I find it surprising that
Biodynamism has become so widely accepted in wine circles, because the underlying
principles are extremely unusual to those of us used to a scientific
worldview. It is a sort of highly refined version of organic
agriculture blended with esoteric philosophy of life forces and
planetary influences. There are a number of leading
producers who, since adopting biodynamic principles, have improved the quality of their
wines markedly -- and some of these, such as Huet (Vouvray), Joly (Savennières), Leroy
(Burgundy), Leflaive (Burgundy), Chapoutier (Rhone) and Kreydenweiss (Alsace), are among
the best in their respective appellations.
So, in a spirit of open-minded enquiry, I
posed some thorny questions to one of the best known 'new world' proponents of biodynamics
-- James Millton of The Millton Vineyard in Gisborne, New Zealand. I've
drunk his wines on a number of occasions previously and been pretty impressed: in the UK, the Te Arai Vineyard Chenin
Blanc has been stocked by Tesco, and organic wine specialists Vinceremos carry several more of
these wines.
Wineanorak (WA): How much of the underlying
anthroposophical philosophy do you adhere to?

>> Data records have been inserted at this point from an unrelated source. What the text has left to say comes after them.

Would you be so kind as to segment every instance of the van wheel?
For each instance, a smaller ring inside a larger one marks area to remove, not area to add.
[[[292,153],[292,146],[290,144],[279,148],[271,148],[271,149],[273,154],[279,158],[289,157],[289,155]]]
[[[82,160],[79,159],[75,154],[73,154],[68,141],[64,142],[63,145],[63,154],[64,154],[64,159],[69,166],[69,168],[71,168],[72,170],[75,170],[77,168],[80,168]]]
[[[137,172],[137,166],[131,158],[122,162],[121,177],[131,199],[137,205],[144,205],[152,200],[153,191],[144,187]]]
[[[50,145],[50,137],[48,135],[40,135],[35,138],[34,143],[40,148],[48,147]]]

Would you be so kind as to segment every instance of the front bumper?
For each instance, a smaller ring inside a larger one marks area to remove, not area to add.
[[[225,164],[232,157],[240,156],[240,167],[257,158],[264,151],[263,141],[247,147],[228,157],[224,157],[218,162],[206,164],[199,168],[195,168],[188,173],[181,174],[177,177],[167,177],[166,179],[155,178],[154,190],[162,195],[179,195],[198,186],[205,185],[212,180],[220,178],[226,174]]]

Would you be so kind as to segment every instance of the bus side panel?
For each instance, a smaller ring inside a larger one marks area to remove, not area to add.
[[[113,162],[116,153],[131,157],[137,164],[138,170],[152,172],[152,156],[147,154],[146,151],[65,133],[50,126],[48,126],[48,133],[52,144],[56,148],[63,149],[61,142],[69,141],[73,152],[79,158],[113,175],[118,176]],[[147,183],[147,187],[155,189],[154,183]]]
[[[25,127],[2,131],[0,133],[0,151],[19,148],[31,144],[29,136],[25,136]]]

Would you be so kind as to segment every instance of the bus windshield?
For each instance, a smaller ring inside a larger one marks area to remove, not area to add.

James Millton (JM): I am not adhering to the
underlying anthroposophical philosophy, but work with the total overview. That is, I eat
meat, drink far too much wine (alcohol), but firmly adhere to the three-folding social
order requirements of environmental, social and financial sustainability. Deep down there
is a seed in all of us that can only really germinate when we take notice and adhere to
the understanding that the nutritional value of (bio-dynamic) food gives us the ability to
understand ourselves and others better.
WA: Do you think that the more esoteric aspects
of biodynamism are absolutely necessary (such as the ashing of pests and timing
interventions on the basis of the alignment of planets)?
JM: Esoteric
aspects? Well, they give answers to the questions that enlightened 'organic' growers are
left with when dealing with the commercial problems that the chemical inputs from former
practices have created. They can see that certain things can be 'gotten rid' of. However,
they are there because of an imbalance and (after seven years) bio-dynamic activity will
help to bring about that balance without the need to ash, etc. The planets? One can read
it on the calendar, look at it in the night sky and then feel it, as one's relationship
with the land strengthens. The planets are very important and we are most probably the
only mammals who do not 'feel' these activities. Why does NASA spend trillions of dollars
searching for life out there when everyday a biodynamic practitioner works with
the life they know that exists. If they could take just 10% of that budget and put it into
research for health, education and nutrition of our children, what a better 'life' we
would all enjoy.
WA: Is it enough just to
follow 'good farming' principles, with respect for the soil, that are at the heart of the
philosophy?
JM: To be a good
biodynamic farmer one has to be a very, very good farmer.
WA: With respect, to a
scientifically trained mind, some of the principles of biodynamism might appear a little
odd. How do you respond to critics who suggest this?
JM: Scientifically
trained mind? We are born with innate abilities. Present education reduces our senses and
makes us dumb. Science therefore is always innocent until proven guilty. The results of
what is experimented with in the laboratory are totally different when put out into the
kingdom of nature. My response? Look at the big picture (professional networking) and
continue to understand before monitoring the single reaction in order to make a
conclusion. What are the results of all this research for? Are they making the world a
better place? If one has a health problem, science will fix it from the front, but seldom
asks what it is that this person may have done to incur this problem in the first place
and adjust these inputs.
My tasting notes of Millton
Vineyard wines
Millton Chenin Blanc 1998, Te Arai Vineyard,
Gisborne
Biodynamically produced wine from a 20
ha estate
established in 1981. This was barrel fermented in 600 litre barrels. Pale yellow/gold.
Lifted, creamy nose with a touch of honey and a slight smokiness. On palate there is soft,
smoky fruit with some fatness and spice from the oak. Creamy and toasty, this is a rich
savoury wine with a lovely soft texture and good intensity. The firm acidity suggests that
this wine may develop further. Well priced. (£7.99, Tesco)
Millton Lightly Oaked Chardonnay 1999, Gisborne
This has seen 5 months in oak. Fresh, clean nose; fruity and fresh on palate, but
a little simple at present. Good. (Vinceremos)
Millton Barrel Fermented Chardonnay 1998, Gisborne
From a New Zealand's best known biodynamic producer, this is quite restrained on
the nose, but it has a great impact on the palate, showing flavours of rich, nutty, bready
flavours. Complex and seamless, this is a very classy Chardonnay: subtle and restrained.
Very good/excellent (£8.99 Tesco, Vinceremos)
Millton Merlot/Cabernet Sauvignon 1998 Te Arai Vineyard, Gisborne
Lovely rich, ripe nose with a leafy edge. Great concentration on the palate, with
a rich, ripe character and a menthol edge, with some tannins. Very good/excellent.